One day I will write a full review and in-depth story about my lifelong favorite movie, Hocus Pocus. As one of very few family friendly Halloween-themed movies that existed in my childhood, I’m sure you can imagine the depths of what it’s always meant to me.

But for today, I’d like to just talk about a funny little fact. 

Anyone who’s seen the movie likely remembers the scene when eight-year-old Dani Dennison, after having dragged her poor older brother Max around trick-or-treating for most of the evening, decides to get smart with a group of teenage bullies from Max’s school. 

The band of bullies is led by two delinquents named Jay and Ice (née Ernie) and their idea of Halloween fun is smashing pumpkins and taking candy from the kiddos. Rather than going the long way around, as Max suggests, Dani decides she’s going to walk right through the middle of their mischief, and the Ice demands she pay a toll of “ten chocolate bars, no licorice” in order to pass them.  But it’s what Jay says next that became the subject of much contemplation for years to come.


From my first viewing of the movie, and for probably thousands of viewings onward, I heard Jay’s line as “Don’t bounce your sack!” 

Even as a child I found the statement bizarre and tried to analyze it, eventually coming to the conclusion that he was basically trying to tell Dani not to try hiding the candy behind her back, thus making her sack bounce.
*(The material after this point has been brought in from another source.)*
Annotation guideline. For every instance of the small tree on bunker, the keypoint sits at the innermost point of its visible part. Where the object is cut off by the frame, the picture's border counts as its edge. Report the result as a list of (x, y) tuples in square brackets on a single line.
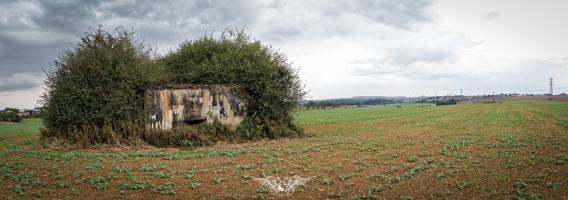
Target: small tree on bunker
[(232, 57), (94, 91)]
A little silly, but it made sense.

I can’t remember how I finally found out the truth, but it wasn’t until I was in my twenties that I discovered the line was not actually “don’t bounce your sack”, but “dump out your sack”! Obviously the latter makes infinitely more sense, both in the context of the scene and just in general, but to say my mind was blown is an absolute understatement. 

The hilarious thing is, since finding out what the line actually was, I will occasionally post my former mishearing on social media, and every time, a few people will comment saying they also heard the line as “don’t bounce your sack”! I’ve actually been the source of awakening for many Hocus Pocus fans over the past several years, and it’s always such a fun conversation to have. 

I’ve had people give me many explanations to what they believed “don’t bounce your sack” meant over the years. I’ve had people suggest that Jay was afraid that Dani would break a chocolate bar by making the sack bounce. I’ve had people say it was about not wearing a hole in the sack that would make the candy spill out. I think my favorite explanation is that it’s a similar phrase to “don’t have a cow”. Since finding out all of this, I can’t deny that I’ve used it in that context a few times.

So, are you among the Hocus Pocus fans who once contemplated how one would go about “bouncing their sack”? If you, what did you think it meant? Or have you always heard it as “dump out your sack” and think the rest of us are all crazy? (I must admit, I did feel a little stupid having never even considered that that could be the line, despite literally being able to recite this movie word for word by the time I hit my teens.) Are you just finding out now? Leave me a comment, I’d love to know!

Stay spooky, my friends. And for heaven’s sake, don’t bounce your sack!